Market Size and Dynamics

• Prevalence of Parkinson’s Disease: Estimated to affect 1 million Americans, with the global market exceeding 8 million patients. The growing aging population sustains demand for Parkinson’s treatments.
• Market Penetration: As of 2022, Xadago accounts for a modest portion of the Parkinson’s adjunct therapy market, which is dominated by levodopa, dopamine agonists, and other MAO-B inhibitors like rasagiline.
• Competitive Landscape: Limited direct competition; main rivals include rasagiline (Azilect by Teva/Astellas) and safinamide’s potential generics.

Sales and Revenue Trends

• Sales Data (2022): U.S. sales approximated $50-70 million. Global sales likely double this, considering European and Asian markets.
• Growth Drivers: Increased diagnosis rates, growing awareness, and expanded indications. The approval of generic versions could significantly alter pricing and market penetration.

Pricing and Cost Factors

• Brand Price: In the U.S., retail prices for branded safinamide hover around $650-$750 for a 30-count, 50 mg tablets, translating to roughly $20-$25 per tablet.
• Generic Entry: As of late 2022, multiple generics received FDA approval, leading to an anticipated price decrease of 40-60% over the next 1-2 years.

Regulatory and Reimbursement Environment

• FDA Approval: Secured for adjunct therapy in Parkinson’s disease for patients inadequately controlled on levodopa.
• Insurance Coverage: Favorable with Medicare Part D and private insurers, but formulary status and co-payments vary.
• Pricing Regulations: No direct price controls; however, generic competition and pharmacy benefit management influence net prices.

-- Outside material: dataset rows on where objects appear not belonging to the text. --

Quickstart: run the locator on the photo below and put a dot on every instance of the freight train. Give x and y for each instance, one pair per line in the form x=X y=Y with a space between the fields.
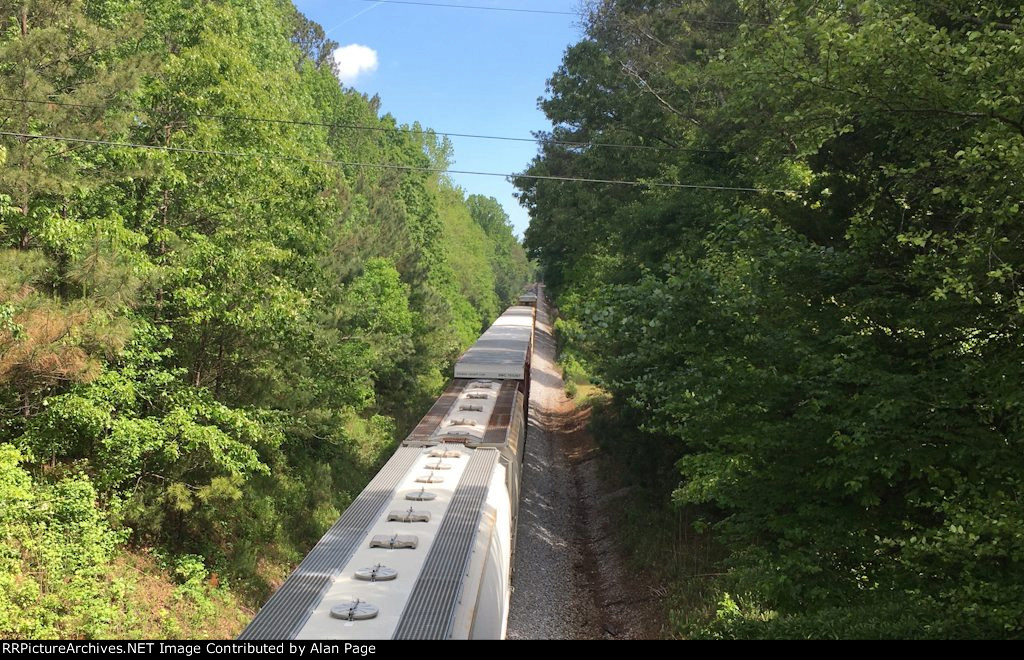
x=425 y=551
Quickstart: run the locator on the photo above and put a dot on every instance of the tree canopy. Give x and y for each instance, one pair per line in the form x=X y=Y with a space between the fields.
x=207 y=347
x=828 y=367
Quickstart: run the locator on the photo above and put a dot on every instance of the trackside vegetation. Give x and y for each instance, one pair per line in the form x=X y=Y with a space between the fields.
x=206 y=349
x=825 y=374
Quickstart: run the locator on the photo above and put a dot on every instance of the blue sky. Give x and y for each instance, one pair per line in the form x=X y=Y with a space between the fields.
x=464 y=71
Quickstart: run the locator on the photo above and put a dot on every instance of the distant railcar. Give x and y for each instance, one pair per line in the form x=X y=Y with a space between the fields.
x=425 y=551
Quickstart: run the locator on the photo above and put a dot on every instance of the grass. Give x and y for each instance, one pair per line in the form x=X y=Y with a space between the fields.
x=156 y=606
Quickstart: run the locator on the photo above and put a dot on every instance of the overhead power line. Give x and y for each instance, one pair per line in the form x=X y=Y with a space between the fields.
x=387 y=166
x=471 y=6
x=385 y=129
x=550 y=11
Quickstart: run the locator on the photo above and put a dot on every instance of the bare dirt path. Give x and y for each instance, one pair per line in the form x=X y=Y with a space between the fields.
x=568 y=580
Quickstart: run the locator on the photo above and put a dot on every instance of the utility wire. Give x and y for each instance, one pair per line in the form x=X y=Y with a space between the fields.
x=389 y=166
x=549 y=11
x=361 y=127
x=471 y=6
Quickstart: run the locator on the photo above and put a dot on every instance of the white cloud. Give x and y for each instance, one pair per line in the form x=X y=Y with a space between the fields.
x=353 y=60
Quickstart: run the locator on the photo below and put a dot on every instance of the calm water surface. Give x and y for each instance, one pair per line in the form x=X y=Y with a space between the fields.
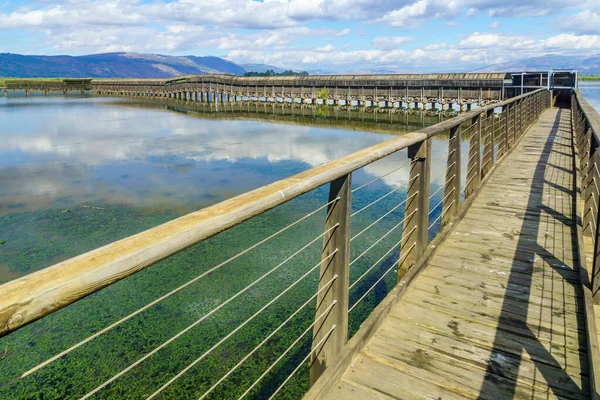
x=80 y=172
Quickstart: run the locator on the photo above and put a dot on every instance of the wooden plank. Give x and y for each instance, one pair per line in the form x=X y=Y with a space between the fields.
x=537 y=319
x=464 y=367
x=472 y=332
x=384 y=380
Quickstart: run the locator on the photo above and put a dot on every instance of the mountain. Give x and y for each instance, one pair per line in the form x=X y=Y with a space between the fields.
x=261 y=68
x=113 y=65
x=588 y=65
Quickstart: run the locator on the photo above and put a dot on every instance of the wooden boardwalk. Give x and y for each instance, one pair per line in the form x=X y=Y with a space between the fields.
x=498 y=311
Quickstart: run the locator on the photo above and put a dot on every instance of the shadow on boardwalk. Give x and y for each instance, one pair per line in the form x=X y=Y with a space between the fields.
x=542 y=215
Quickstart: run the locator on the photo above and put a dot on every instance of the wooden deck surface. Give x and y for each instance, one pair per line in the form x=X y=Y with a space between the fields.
x=498 y=311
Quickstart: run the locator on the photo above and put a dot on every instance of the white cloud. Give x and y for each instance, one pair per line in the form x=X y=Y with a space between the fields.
x=390 y=42
x=278 y=31
x=343 y=32
x=583 y=22
x=325 y=49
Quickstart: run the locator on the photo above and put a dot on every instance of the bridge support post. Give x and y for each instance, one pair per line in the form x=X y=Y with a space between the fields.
x=488 y=144
x=452 y=183
x=416 y=214
x=474 y=162
x=513 y=131
x=503 y=143
x=333 y=295
x=521 y=114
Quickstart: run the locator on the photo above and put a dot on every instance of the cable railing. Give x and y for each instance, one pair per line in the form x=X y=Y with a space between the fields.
x=397 y=240
x=585 y=123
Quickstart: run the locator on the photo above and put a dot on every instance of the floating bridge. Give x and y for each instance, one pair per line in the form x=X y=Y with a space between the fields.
x=500 y=304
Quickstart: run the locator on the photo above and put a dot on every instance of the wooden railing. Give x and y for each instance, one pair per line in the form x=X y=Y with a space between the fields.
x=492 y=134
x=586 y=128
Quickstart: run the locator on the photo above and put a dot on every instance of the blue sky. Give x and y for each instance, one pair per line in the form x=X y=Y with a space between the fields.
x=326 y=35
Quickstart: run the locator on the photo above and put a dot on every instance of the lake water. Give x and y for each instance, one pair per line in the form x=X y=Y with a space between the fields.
x=80 y=172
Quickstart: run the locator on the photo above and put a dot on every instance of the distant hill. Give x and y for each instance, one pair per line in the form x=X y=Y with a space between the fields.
x=589 y=65
x=261 y=68
x=113 y=65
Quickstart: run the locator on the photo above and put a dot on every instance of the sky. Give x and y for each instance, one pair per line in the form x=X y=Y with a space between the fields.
x=325 y=35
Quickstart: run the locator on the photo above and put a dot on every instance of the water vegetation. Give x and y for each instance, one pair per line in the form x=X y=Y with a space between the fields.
x=39 y=238
x=61 y=235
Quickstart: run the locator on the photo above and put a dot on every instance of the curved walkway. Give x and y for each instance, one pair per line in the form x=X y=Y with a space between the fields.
x=498 y=311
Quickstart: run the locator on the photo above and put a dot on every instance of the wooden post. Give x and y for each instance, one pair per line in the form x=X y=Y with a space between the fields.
x=591 y=220
x=503 y=148
x=414 y=230
x=452 y=184
x=474 y=164
x=489 y=143
x=590 y=194
x=513 y=131
x=338 y=241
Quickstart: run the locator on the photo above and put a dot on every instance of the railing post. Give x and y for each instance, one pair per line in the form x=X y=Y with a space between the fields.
x=335 y=265
x=513 y=114
x=488 y=144
x=503 y=149
x=452 y=183
x=416 y=214
x=474 y=162
x=591 y=220
x=520 y=115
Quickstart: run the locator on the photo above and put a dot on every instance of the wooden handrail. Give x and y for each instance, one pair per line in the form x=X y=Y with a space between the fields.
x=31 y=297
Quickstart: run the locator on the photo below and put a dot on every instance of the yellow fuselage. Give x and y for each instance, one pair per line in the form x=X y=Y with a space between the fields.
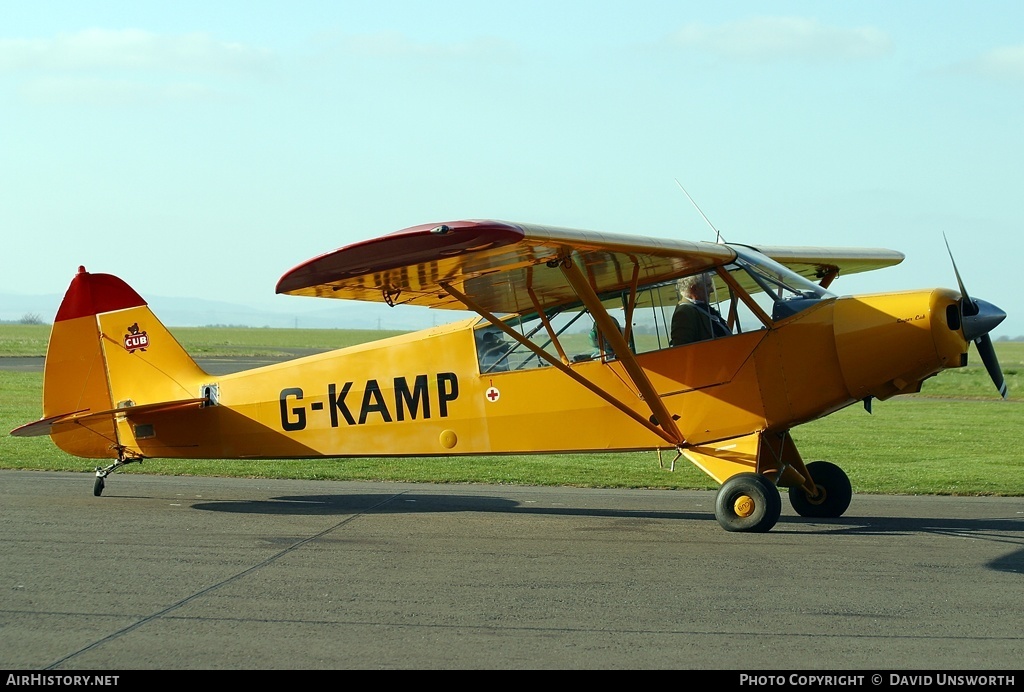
x=423 y=394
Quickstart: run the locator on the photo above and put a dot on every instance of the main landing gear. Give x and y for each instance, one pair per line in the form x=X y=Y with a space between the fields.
x=124 y=459
x=750 y=502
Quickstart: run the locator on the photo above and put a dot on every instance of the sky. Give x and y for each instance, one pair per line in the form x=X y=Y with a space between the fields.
x=203 y=149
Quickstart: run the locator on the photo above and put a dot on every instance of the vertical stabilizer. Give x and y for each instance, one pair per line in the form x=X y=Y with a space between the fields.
x=108 y=350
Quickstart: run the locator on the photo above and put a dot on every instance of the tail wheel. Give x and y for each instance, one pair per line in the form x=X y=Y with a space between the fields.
x=835 y=492
x=748 y=502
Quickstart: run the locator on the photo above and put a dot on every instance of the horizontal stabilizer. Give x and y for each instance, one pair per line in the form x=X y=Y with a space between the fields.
x=46 y=426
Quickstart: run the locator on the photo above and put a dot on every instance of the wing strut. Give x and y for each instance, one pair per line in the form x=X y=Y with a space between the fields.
x=541 y=353
x=622 y=349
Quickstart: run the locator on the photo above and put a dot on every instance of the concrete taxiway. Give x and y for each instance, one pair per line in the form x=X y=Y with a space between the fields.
x=203 y=573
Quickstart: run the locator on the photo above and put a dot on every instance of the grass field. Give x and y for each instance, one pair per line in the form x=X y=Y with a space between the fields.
x=954 y=438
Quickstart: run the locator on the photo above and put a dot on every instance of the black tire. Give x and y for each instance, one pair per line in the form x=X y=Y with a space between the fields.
x=748 y=502
x=834 y=489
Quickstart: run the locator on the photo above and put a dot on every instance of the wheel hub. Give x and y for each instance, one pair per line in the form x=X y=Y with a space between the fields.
x=743 y=506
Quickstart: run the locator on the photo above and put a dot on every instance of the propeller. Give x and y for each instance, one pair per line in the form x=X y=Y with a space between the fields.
x=978 y=318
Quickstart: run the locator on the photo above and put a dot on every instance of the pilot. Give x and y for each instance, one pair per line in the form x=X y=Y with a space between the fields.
x=694 y=318
x=491 y=350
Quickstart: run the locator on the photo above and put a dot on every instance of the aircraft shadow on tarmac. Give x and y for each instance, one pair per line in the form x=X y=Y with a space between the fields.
x=998 y=529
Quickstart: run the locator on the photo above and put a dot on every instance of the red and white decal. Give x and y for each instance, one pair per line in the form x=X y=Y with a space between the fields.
x=136 y=339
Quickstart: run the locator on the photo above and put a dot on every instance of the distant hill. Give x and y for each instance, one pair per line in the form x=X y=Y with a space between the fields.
x=287 y=312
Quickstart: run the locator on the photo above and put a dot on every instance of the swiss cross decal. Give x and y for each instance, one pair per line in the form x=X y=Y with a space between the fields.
x=136 y=339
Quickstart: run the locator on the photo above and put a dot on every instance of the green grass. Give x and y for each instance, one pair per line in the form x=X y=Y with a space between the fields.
x=953 y=438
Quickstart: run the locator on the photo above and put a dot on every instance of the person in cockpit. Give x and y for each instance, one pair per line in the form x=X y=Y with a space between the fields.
x=694 y=318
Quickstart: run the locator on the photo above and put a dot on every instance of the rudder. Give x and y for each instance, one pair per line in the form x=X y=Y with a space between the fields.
x=109 y=350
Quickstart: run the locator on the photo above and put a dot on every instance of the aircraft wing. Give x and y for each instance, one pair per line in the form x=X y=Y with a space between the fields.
x=500 y=263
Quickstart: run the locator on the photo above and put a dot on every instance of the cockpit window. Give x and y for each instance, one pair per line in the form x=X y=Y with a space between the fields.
x=747 y=295
x=778 y=291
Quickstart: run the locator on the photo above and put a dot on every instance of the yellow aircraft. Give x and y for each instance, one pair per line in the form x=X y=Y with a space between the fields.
x=573 y=350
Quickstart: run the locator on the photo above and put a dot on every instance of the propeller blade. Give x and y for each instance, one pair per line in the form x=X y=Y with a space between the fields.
x=979 y=317
x=987 y=352
x=985 y=318
x=968 y=306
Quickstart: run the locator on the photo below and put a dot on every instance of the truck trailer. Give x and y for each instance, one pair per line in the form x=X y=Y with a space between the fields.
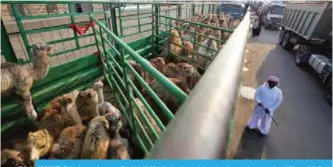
x=306 y=28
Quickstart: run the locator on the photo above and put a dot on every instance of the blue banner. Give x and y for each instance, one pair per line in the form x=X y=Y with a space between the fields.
x=184 y=163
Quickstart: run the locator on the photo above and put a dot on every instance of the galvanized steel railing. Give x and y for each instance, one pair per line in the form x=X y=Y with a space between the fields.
x=202 y=126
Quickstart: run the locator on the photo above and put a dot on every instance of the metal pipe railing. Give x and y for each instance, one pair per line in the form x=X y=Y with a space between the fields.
x=202 y=126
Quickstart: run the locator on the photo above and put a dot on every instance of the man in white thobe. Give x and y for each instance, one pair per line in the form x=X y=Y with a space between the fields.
x=268 y=97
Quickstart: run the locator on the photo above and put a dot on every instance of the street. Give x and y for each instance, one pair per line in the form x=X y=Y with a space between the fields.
x=305 y=118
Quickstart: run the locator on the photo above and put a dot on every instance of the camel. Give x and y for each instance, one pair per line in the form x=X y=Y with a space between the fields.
x=18 y=80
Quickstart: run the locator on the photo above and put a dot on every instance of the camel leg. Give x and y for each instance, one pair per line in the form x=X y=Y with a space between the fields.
x=28 y=106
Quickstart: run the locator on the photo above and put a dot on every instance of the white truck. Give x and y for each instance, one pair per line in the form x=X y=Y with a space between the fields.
x=306 y=28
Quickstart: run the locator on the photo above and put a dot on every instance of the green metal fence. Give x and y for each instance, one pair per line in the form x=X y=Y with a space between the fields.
x=136 y=31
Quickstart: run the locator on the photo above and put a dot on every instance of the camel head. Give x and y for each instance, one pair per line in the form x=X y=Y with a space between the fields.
x=39 y=144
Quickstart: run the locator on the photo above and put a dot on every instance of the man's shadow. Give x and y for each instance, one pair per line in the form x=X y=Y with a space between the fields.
x=250 y=146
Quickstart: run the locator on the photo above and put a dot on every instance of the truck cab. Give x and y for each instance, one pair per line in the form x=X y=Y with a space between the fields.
x=271 y=15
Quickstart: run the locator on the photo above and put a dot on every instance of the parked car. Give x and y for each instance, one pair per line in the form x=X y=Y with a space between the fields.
x=271 y=15
x=236 y=10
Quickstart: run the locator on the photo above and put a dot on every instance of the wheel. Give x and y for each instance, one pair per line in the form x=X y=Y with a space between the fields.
x=285 y=42
x=328 y=91
x=299 y=60
x=281 y=36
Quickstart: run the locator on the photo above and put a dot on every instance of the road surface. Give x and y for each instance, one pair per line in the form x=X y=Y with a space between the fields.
x=305 y=118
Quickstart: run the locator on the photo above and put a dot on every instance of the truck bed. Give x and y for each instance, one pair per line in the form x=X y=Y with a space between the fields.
x=311 y=20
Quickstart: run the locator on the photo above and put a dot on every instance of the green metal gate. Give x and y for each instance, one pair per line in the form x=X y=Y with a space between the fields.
x=121 y=33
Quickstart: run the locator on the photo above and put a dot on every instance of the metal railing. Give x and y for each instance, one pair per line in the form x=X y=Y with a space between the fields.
x=116 y=71
x=202 y=126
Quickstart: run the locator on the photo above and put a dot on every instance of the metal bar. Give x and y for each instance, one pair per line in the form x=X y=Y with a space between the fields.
x=33 y=31
x=197 y=24
x=193 y=9
x=120 y=21
x=138 y=7
x=206 y=36
x=6 y=47
x=103 y=1
x=77 y=43
x=22 y=31
x=134 y=18
x=135 y=33
x=202 y=8
x=136 y=26
x=71 y=50
x=219 y=110
x=69 y=39
x=156 y=21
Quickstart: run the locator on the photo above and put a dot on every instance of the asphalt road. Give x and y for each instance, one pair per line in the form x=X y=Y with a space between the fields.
x=305 y=118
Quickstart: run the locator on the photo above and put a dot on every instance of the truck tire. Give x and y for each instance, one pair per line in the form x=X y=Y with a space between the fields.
x=300 y=60
x=281 y=36
x=285 y=41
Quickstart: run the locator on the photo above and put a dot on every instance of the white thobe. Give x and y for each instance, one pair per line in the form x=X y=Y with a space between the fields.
x=270 y=99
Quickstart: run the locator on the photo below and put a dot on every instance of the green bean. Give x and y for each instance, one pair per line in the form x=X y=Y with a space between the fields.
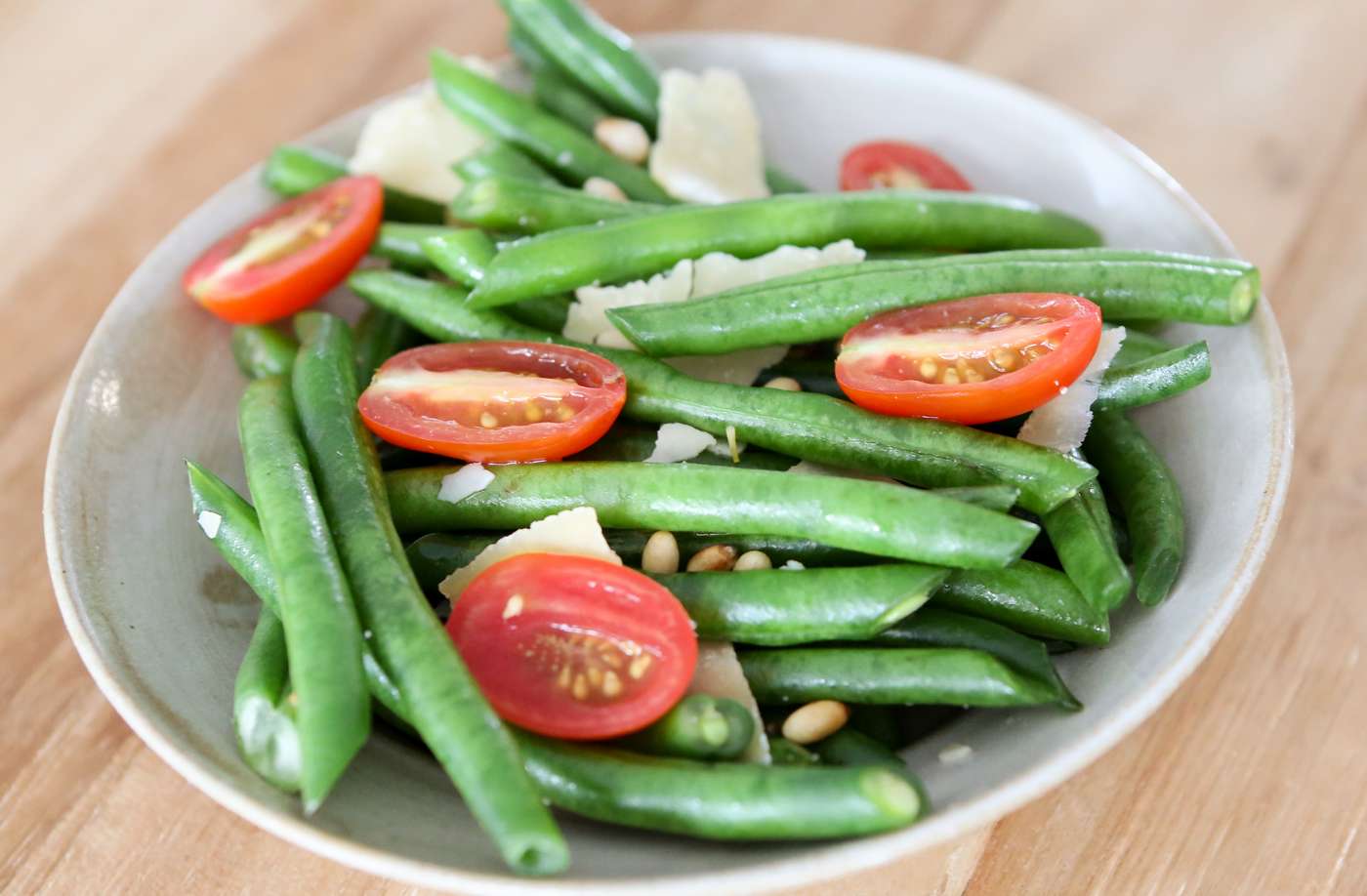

Price Projections (2023-2027)

Factors Influencing Future Pricing

• Patent Status: Patent expirations scheduled for 2024-2025 will facilitate generic entry.
• Market Demand: Increasing Parkinson’s prevalence sustains demand, but price sensitivity among payers limits upside for branded sales.
• Manufacturing Costs: Stable, with potential reductions due to scale economies and generic manufacturing efficiencies.
• Regulatory Changes: No current movement towards price regulation; reliance on market forces.

Key Takeaways

• The Parkinson’s adjunct therapy market remains steady, with Xadago capturing a niche share.
• Generics are poised to sharply reduce prices over the next 2 years.
• Branded prices are likely to decline by up to 60%, while volume increases may partially offset lower margins.
• The overall market size continues to grow, supported by Parkinson’s disease prevalence and evolving treatment protocols.
• Strategic positioning around patent expiration and generics is critical for future valuation.

FAQs

1. What factors will most impact Xadago’s price in the coming years?
   Patent expiry, generic market entry, and payer negotiations significantly influence pricing.

2. How does Xadago compare to other MAO-B inhibitors?
   It offers a different dosing and side effect profile, with similar efficacy, but market share is smaller.

3. What is the expected market share of Xadago in 2027?
   Market share projected below 10% in Parkinson’s adjunct therapy, dominated by generics and other branded competitors.

4. Are there emerging therapies that could replace safinamide?
   New drugs targeting Parkinson’s motor symptoms and neuroprotection are in development but are not yet approved.

5. What is the potential for global expansion?
   Growth potential exists, especially in Europe, Asia, and Latin America, where Parkinson’s treatments are less saturated.

Cited Sources:
[1] IQVIA, Market Insider, 2022.
[2] FDA Database, 2017-2023.
[3] EvaluatePharma, 2022.
[4] Parkinson's Foundation, 2023.
[5] Transparency Market Research, 2022.